I wonder what people thought when they saw the results, after answering the poll. Did they feel more or less sure of their answer? Did they feel validated or perhaps confident in their contrary position?
It seems most people believe that a 50 percent loss takes a 100 percent to make it whole again. That a 90 percent loss takes a massive 900 percent to offset it.
That my friends is bullshit. It is one of the most widely perpetuated myths in investing.
Investing is a parallel pursuit. A 50 percent loss in one investment is offset by a 50 percent gain in another investment of the same size. A 90% loss is made whole by a 90% gain.
Yes if you loose 80% of your total portfolio you’ll need to make 400% to get back to scratch. While that concept is important, I consider focusing on outcomes for individual investments more crucial. I’ve always liked the saying, look after your pennies and the pounds will look after themselves.
There is no need to be terrified of losses. The upside is infinite the maximum downside is only 100 percent (ignoring leverage). I don’t wish to encourage you to be a bag holder and take big losses. My aim is simply to make you wonder why almost everyone is hell bent on convincing you that deepening losses require exponentially higher returns to offset.

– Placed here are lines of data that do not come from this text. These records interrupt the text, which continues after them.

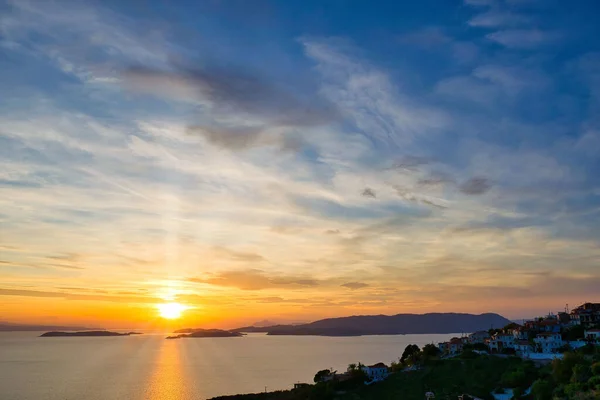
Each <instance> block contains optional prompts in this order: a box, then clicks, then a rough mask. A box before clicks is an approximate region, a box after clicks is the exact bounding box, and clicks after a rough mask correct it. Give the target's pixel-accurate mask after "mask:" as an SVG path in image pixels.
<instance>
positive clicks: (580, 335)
mask: <svg viewBox="0 0 600 400" xmlns="http://www.w3.org/2000/svg"><path fill="white" fill-rule="evenodd" d="M584 334H585V328H584V327H583V326H581V325H575V326H573V327H571V328H569V329H567V330H566V331H564V332H563V334H562V337H563V340H567V341H571V340H578V339H583V337H584Z"/></svg>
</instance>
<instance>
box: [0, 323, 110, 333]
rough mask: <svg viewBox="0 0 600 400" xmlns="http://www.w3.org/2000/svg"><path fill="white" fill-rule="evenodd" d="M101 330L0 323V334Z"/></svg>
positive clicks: (91, 328)
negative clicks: (60, 331)
mask: <svg viewBox="0 0 600 400" xmlns="http://www.w3.org/2000/svg"><path fill="white" fill-rule="evenodd" d="M102 330H104V329H103V328H99V327H89V326H85V327H83V326H63V325H27V324H13V323H10V322H0V332H35V331H38V332H45V331H102Z"/></svg>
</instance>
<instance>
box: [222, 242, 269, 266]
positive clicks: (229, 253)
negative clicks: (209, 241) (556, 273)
mask: <svg viewBox="0 0 600 400" xmlns="http://www.w3.org/2000/svg"><path fill="white" fill-rule="evenodd" d="M214 250H215V251H216V252H217V254H218V255H219V256H221V257H227V258H229V259H232V260H235V261H243V262H261V261H265V258H264V257H263V256H261V255H260V254H256V253H251V252H243V251H235V250H231V249H228V248H225V247H220V246H217V247H215V248H214Z"/></svg>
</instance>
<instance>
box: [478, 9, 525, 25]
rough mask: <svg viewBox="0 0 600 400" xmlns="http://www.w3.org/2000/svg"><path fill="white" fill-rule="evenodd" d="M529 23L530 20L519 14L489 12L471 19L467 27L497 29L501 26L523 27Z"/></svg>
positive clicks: (513, 13) (498, 11) (484, 13)
mask: <svg viewBox="0 0 600 400" xmlns="http://www.w3.org/2000/svg"><path fill="white" fill-rule="evenodd" d="M530 22H531V19H530V18H528V17H526V16H524V15H520V14H515V13H511V12H503V11H498V10H490V11H488V12H485V13H482V14H478V15H476V16H474V17H473V18H471V19H470V20H469V22H467V24H468V25H470V26H473V27H479V28H497V27H502V26H515V25H523V24H528V23H530Z"/></svg>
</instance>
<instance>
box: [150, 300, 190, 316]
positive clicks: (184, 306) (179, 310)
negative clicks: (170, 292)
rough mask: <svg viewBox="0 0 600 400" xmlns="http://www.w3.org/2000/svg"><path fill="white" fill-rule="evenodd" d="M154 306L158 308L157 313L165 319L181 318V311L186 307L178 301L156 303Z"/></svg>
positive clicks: (181, 314)
mask: <svg viewBox="0 0 600 400" xmlns="http://www.w3.org/2000/svg"><path fill="white" fill-rule="evenodd" d="M156 308H157V309H158V314H159V315H160V316H161V317H162V318H165V319H178V318H181V315H182V314H183V312H184V311H185V310H187V309H188V307H187V306H184V305H183V304H179V303H164V304H158V305H157V306H156Z"/></svg>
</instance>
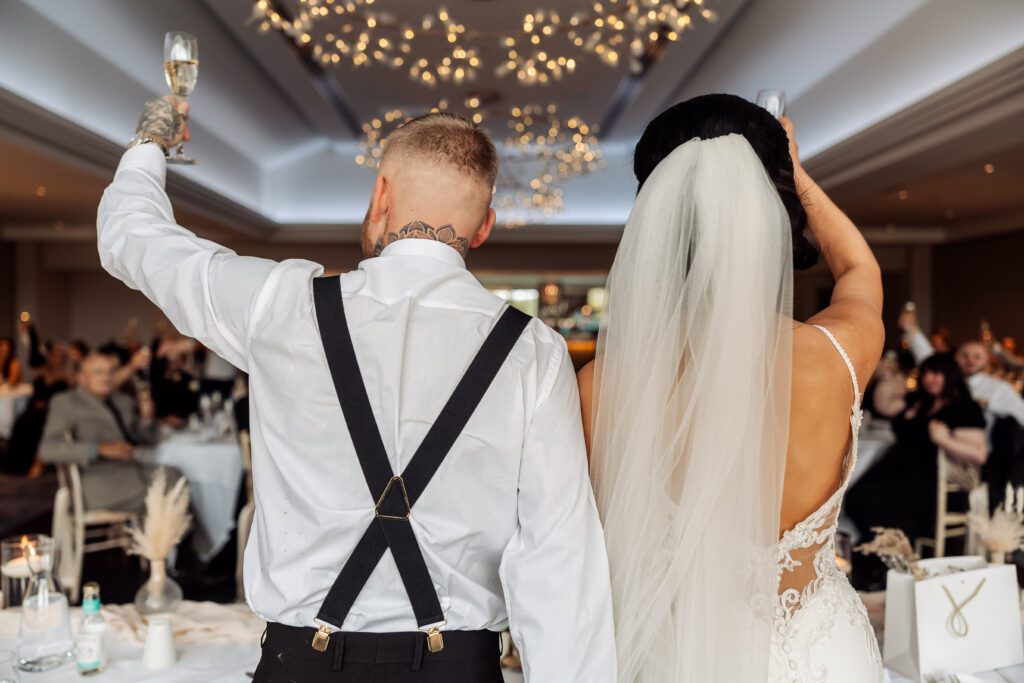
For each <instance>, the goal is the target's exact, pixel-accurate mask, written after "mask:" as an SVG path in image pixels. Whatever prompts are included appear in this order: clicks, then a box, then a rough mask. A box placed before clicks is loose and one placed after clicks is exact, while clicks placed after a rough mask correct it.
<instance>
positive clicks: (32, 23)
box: [0, 0, 1024, 240]
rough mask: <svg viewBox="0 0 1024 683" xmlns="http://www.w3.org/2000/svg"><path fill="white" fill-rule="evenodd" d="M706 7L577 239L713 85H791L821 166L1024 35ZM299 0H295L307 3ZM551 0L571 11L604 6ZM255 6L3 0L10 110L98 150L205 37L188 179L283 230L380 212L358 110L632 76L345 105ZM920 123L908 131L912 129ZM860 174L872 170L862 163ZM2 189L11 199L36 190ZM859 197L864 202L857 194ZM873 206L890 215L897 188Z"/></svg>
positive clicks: (464, 88)
mask: <svg viewBox="0 0 1024 683" xmlns="http://www.w3.org/2000/svg"><path fill="white" fill-rule="evenodd" d="M707 3H708V5H709V6H710V7H711V8H712V9H714V10H715V11H716V12H717V14H718V15H719V18H718V20H717V22H715V23H714V24H709V23H707V22H703V20H697V22H695V26H694V29H693V30H692V31H689V32H687V33H685V34H684V35H683V37H682V39H681V40H680V41H679V42H677V43H675V44H671V45H670V46H669V47H668V49H667V51H666V53H665V55H664V57H663V58H662V59H660V60H659V61H657V62H655V63H654V65H653V66H652V67H651V68H650V69H649V71H648V72H647V73H646V74H645V75H644V78H643V79H642V81H640V82H639V83H638V84H637V86H636V88H635V89H634V90H633V92H632V96H630V97H627V98H625V99H622V100H621V101H620V103H621V105H622V112H621V115H620V116H618V117H616V118H615V120H614V125H612V126H611V127H610V128H608V129H606V130H604V131H602V133H603V139H602V144H603V147H604V154H605V159H606V160H607V168H606V169H605V170H604V171H601V172H599V173H595V174H593V175H591V176H588V177H584V178H579V179H575V180H573V181H571V182H568V183H566V184H565V185H564V189H565V201H566V205H565V209H564V210H563V211H562V212H561V213H560V214H558V215H557V216H555V217H554V218H553V219H552V220H551V221H550V222H549V224H550V225H554V226H560V227H559V228H558V229H559V230H560V231H561V233H564V232H565V231H571V230H573V229H579V230H581V231H582V230H587V231H589V232H588V233H595V234H596V233H599V232H601V231H602V230H601V229H598V230H595V228H600V227H601V226H606V228H607V229H612V230H613V229H614V228H615V227H617V226H621V225H622V224H623V222H624V221H625V219H626V217H627V215H628V212H629V207H630V204H631V201H632V198H633V195H634V182H633V180H632V176H631V171H630V168H631V159H630V155H631V150H632V143H633V142H634V141H635V139H636V137H637V136H638V135H639V133H640V131H642V129H643V126H644V125H645V123H646V121H648V120H649V119H650V118H652V117H653V116H654V115H655V114H657V113H658V112H659V111H662V110H663V109H665V108H666V106H667V105H669V104H671V103H673V102H675V101H680V100H681V99H684V98H686V97H689V96H692V95H694V94H698V93H702V92H713V91H718V92H733V93H736V94H740V95H743V96H746V97H751V98H753V97H754V95H755V93H756V91H757V90H758V89H760V88H764V87H771V88H780V89H784V90H785V91H786V93H787V99H788V102H790V112H791V113H792V116H793V117H794V119H795V120H796V122H797V124H798V131H799V133H800V137H801V147H802V152H803V153H804V156H805V159H809V162H808V163H809V165H810V166H811V168H814V165H815V161H816V160H819V159H820V160H826V159H828V158H829V155H830V154H833V153H834V151H836V150H840V148H843V145H844V144H846V143H848V142H849V141H850V140H851V139H860V138H859V137H858V136H863V135H865V134H866V132H869V131H873V130H876V129H880V128H884V126H885V124H886V122H887V121H891V120H892V119H893V118H894V117H896V116H897V115H898V114H899V113H900V112H904V111H907V110H908V109H910V108H913V106H914V105H915V104H918V103H920V102H922V101H923V100H927V98H929V97H931V96H934V95H936V93H940V92H943V91H945V90H947V89H949V88H951V87H952V86H953V85H954V84H956V83H958V82H961V81H963V80H964V79H966V78H969V77H970V76H971V75H972V74H975V73H977V72H978V71H979V70H983V69H984V68H985V67H986V66H988V65H991V63H993V62H996V61H998V60H1000V59H1006V58H1007V56H1008V55H1011V54H1014V53H1015V52H1016V51H1019V50H1021V49H1024V30H1022V29H1021V27H1024V3H1022V2H1020V0H985V2H974V3H965V2H962V1H959V0H901V1H900V2H892V1H891V0H860V1H859V2H849V1H848V0H707ZM284 4H285V5H287V6H289V7H294V6H295V0H285V2H284ZM544 4H545V5H546V6H548V7H557V8H558V9H560V10H561V11H562V13H563V14H567V13H570V12H571V11H572V9H573V8H583V7H585V6H586V5H587V4H588V3H586V2H583V1H581V0H577V1H573V0H548V1H547V2H546V3H544ZM376 6H378V7H380V8H381V9H389V10H393V11H394V12H395V13H396V14H398V15H399V17H401V18H410V19H415V18H417V16H418V15H419V14H420V13H421V12H422V9H421V7H422V5H421V4H420V2H419V0H378V2H377V4H376ZM447 6H449V8H450V9H451V11H452V13H453V15H455V16H456V17H457V18H458V19H459V20H460V22H462V23H464V24H466V25H467V26H469V27H471V28H479V29H505V28H507V29H509V30H515V29H516V27H519V26H521V17H522V14H523V13H524V11H525V10H526V9H530V8H532V5H528V6H527V5H524V4H523V3H512V2H481V1H480V0H451V1H450V2H449V3H447ZM252 8H253V2H252V1H251V0H176V1H175V2H138V1H137V0H88V1H82V0H5V1H4V2H0V94H6V96H7V98H8V101H13V102H14V103H15V104H16V103H17V100H20V101H22V102H24V103H25V106H24V108H22V109H18V108H17V106H14V108H13V109H14V111H15V114H12V115H10V116H9V117H8V120H7V121H5V120H4V118H3V117H0V122H3V123H7V124H11V125H12V126H13V127H15V128H16V129H18V131H19V134H22V135H29V136H31V137H34V138H35V139H36V141H42V143H44V144H45V143H46V141H47V137H48V134H47V130H48V129H47V128H46V127H44V126H43V125H42V124H41V123H39V122H35V121H34V120H33V117H32V116H28V115H26V112H31V111H33V108H34V109H35V110H39V111H44V112H46V113H49V114H51V115H54V116H55V120H59V121H63V122H67V124H68V125H69V126H71V127H72V128H71V129H72V130H81V131H82V133H83V137H86V136H87V137H89V139H90V140H92V141H91V142H90V144H91V145H92V146H89V147H84V146H83V147H82V148H80V150H75V148H74V147H75V142H74V139H73V138H74V135H72V136H71V137H72V139H71V141H68V142H66V143H62V146H63V147H65V148H63V152H67V153H69V154H71V155H78V157H79V158H80V159H81V158H86V161H88V157H89V155H92V156H93V157H95V153H94V152H92V151H93V150H96V148H99V147H101V146H102V144H103V141H106V142H108V144H109V146H110V148H111V150H116V147H115V146H114V145H115V144H116V145H121V144H123V143H124V142H125V141H126V139H127V138H128V137H130V135H131V132H132V130H133V129H134V124H135V118H136V116H137V113H138V111H139V109H140V105H141V102H142V101H143V100H144V99H146V98H148V97H152V96H155V95H159V94H163V93H165V92H166V86H165V84H164V79H163V69H162V39H163V34H164V32H165V31H168V30H172V29H177V30H185V31H190V32H193V33H195V34H197V35H198V36H199V38H200V51H201V62H202V69H201V72H200V80H199V85H198V87H197V89H196V92H195V94H194V95H193V97H191V98H190V102H191V105H193V114H191V127H193V133H194V135H193V137H194V139H193V141H191V142H190V143H189V154H190V155H193V156H194V157H196V158H198V159H199V160H200V162H201V163H200V165H199V166H197V167H195V168H181V167H175V168H173V170H172V173H173V174H180V181H181V183H182V186H184V187H193V191H194V193H200V194H202V193H209V194H210V196H209V197H204V199H203V201H204V202H206V204H207V207H206V209H207V210H210V207H213V208H214V209H216V210H219V211H221V212H222V213H224V214H225V217H226V218H228V219H229V220H228V222H231V221H234V222H238V221H239V220H243V219H249V218H251V217H253V216H255V217H258V218H261V219H262V220H263V221H264V222H265V223H266V224H267V225H270V226H273V227H271V228H269V229H276V230H280V231H282V232H287V231H289V230H295V231H299V230H300V229H301V230H305V231H308V230H309V229H310V228H315V226H317V225H322V226H324V227H325V228H328V227H329V228H332V229H333V230H334V233H338V230H336V229H334V228H337V226H352V225H355V224H357V223H358V222H359V220H360V219H361V217H362V213H364V211H365V206H366V201H367V196H368V194H369V187H370V183H371V180H372V175H371V173H370V172H369V171H367V170H365V169H362V168H359V167H357V166H356V165H355V164H354V163H353V161H352V159H353V157H354V155H355V154H356V138H355V137H354V136H353V134H352V130H351V127H350V125H349V122H348V121H346V117H345V113H346V112H351V113H352V114H353V115H354V117H355V118H356V119H358V120H362V119H366V118H369V117H370V116H372V115H376V114H378V113H380V112H381V111H384V110H387V109H390V108H393V106H427V105H429V104H430V103H432V102H433V101H435V100H436V99H437V98H438V97H441V96H446V97H449V98H451V99H456V100H457V99H461V98H462V96H463V95H464V94H465V93H466V92H468V91H470V90H473V89H474V88H489V89H494V90H496V91H498V92H499V93H500V94H501V97H502V99H501V102H502V103H503V104H504V105H507V106H511V105H512V104H523V103H529V102H538V103H545V104H546V103H549V102H553V103H556V104H557V105H558V108H559V112H560V113H561V114H564V115H566V116H568V115H577V116H582V117H584V118H585V119H587V120H588V121H590V122H596V121H600V120H603V119H605V118H607V117H608V114H609V111H610V110H611V109H612V108H613V106H614V105H615V102H616V101H618V97H620V95H618V94H617V93H620V92H621V91H622V90H623V89H624V88H625V84H627V83H629V80H628V74H627V71H626V69H625V67H621V68H618V69H609V68H607V67H604V66H602V65H600V63H597V61H596V60H595V59H594V58H592V57H588V56H586V55H578V61H579V62H580V68H579V70H578V73H577V74H574V75H572V76H569V77H567V78H566V79H565V80H564V81H562V82H560V83H558V84H555V85H553V86H547V87H544V86H536V87H531V88H527V87H523V86H520V85H518V84H515V83H514V82H513V81H511V80H510V79H497V78H496V77H494V76H493V75H490V74H489V73H486V70H481V71H483V72H484V73H482V74H481V77H480V78H479V79H478V81H477V82H476V83H474V84H472V85H469V86H462V87H458V88H457V87H454V86H453V87H449V88H438V89H437V90H431V89H428V88H425V87H423V86H422V85H419V84H417V83H414V82H413V81H411V80H410V79H409V78H408V76H406V75H404V74H403V73H400V72H392V71H390V70H387V69H385V68H383V67H375V68H371V69H364V70H358V71H353V70H352V69H351V68H349V67H346V66H345V65H344V63H342V65H340V66H338V67H336V68H333V69H332V70H331V71H330V74H331V78H332V79H333V83H334V87H335V90H336V92H337V93H338V94H339V95H340V97H341V100H340V102H337V101H332V100H331V99H330V98H326V97H325V96H324V95H323V93H322V92H321V91H318V90H317V88H316V86H315V84H314V79H313V77H312V75H311V74H310V72H309V70H308V68H307V67H306V66H305V65H303V63H302V61H301V60H300V59H299V58H298V57H297V56H296V54H295V51H294V50H293V49H292V46H291V45H290V44H289V42H288V40H287V39H285V38H284V37H283V36H281V35H280V34H276V33H269V34H260V33H259V32H258V31H257V30H256V26H255V25H252V24H247V18H248V17H249V16H250V14H251V12H252ZM483 52H484V56H487V55H488V54H489V55H492V56H493V57H494V56H495V55H496V51H494V50H490V51H487V50H486V49H483ZM492 61H493V59H492ZM1017 94H1020V93H1016V94H1014V95H1013V96H1016V95H1017ZM1020 111H1021V112H1024V106H1022V108H1021V110H1020ZM18 112H19V113H20V114H18ZM18 117H20V119H18ZM12 119H14V120H15V121H13V124H12V123H11V120H12ZM47 125H50V123H49V122H47ZM918 127H919V128H923V127H924V124H919V125H918ZM920 132H921V131H920V130H919V131H913V130H904V133H905V134H906V135H916V134H919V133H920ZM69 147H70V148H69ZM916 159H919V161H921V160H923V159H924V158H923V157H921V156H920V155H919V156H918V157H916ZM961 161H963V160H961ZM103 163H106V159H105V158H104V159H103ZM922 163H923V162H922ZM929 163H930V164H931V167H926V168H916V169H915V172H916V173H918V175H920V176H922V177H926V178H927V177H929V174H930V173H931V174H938V176H937V177H941V178H943V182H947V183H948V182H949V179H948V177H947V176H944V175H942V173H941V171H943V168H944V167H943V163H942V160H941V158H937V159H936V158H932V159H930V160H929ZM957 163H958V162H957ZM109 170H110V169H108V172H109ZM864 175H867V174H866V173H865V174H864ZM837 177H838V176H837ZM845 181H849V182H850V183H854V184H856V183H857V182H860V183H861V184H863V182H862V181H863V177H861V178H853V177H850V178H846V179H845ZM868 184H870V183H868ZM851 186H852V185H851ZM198 188H202V191H201V190H200V189H198ZM863 189H864V193H873V194H874V195H872V197H873V198H874V199H872V200H871V201H872V202H876V200H877V199H878V198H877V197H874V196H876V195H878V193H879V191H880V190H879V188H878V187H867V186H865V187H864V188H863ZM848 195H849V193H848ZM2 197H3V199H4V202H5V203H8V202H16V201H17V200H16V199H15V198H11V197H9V196H2ZM218 198H219V199H218ZM96 199H97V201H98V197H97V198H96ZM856 199H857V196H855V195H853V196H850V201H851V202H855V201H856ZM865 201H866V200H865ZM218 202H220V206H219V209H218V207H217V206H216V205H217V204H218ZM871 206H872V207H874V208H876V209H877V208H878V207H879V205H878V202H876V203H874V204H871ZM1018 208H1020V207H1018ZM933 209H934V207H928V210H929V211H932V210H933ZM8 213H12V214H16V215H17V216H23V215H25V212H16V211H15V212H8ZM30 213H31V212H30ZM865 215H867V214H866V213H865ZM870 215H872V216H873V215H876V214H870ZM928 215H931V214H928ZM901 216H902V214H901ZM246 217H249V218H246ZM901 219H902V218H901ZM3 220H5V218H4V214H3V209H2V208H0V221H3ZM6 220H8V222H9V220H10V217H9V216H8V217H7V218H6ZM18 220H24V219H23V218H18ZM872 220H873V218H872ZM906 220H909V221H911V222H912V221H913V220H914V218H913V217H909V218H906ZM541 229H543V228H541ZM548 229H550V228H548ZM529 232H530V230H523V233H529ZM535 232H536V230H535ZM600 239H601V240H604V238H603V237H601V238H600Z"/></svg>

Now for anyone thinking, but you didn’t say an investment I thought you were talking about a portfolio, let’s talk about disjunction fallacy.
In short disjunction fallacy is thinking that a member is more likely to be part of a subset rather than a member of the set which contains the subset. In the above poll, both 50% and 100% are subsets of it depends.
This is similar to the better known Linda effect or conjunction fallacy, when people guess that the odds of two events co-occurring is greater than either one occurring alone.
The return required to make you whole depends on whether you’re considering a portfolio or an investment and the position size of each investment.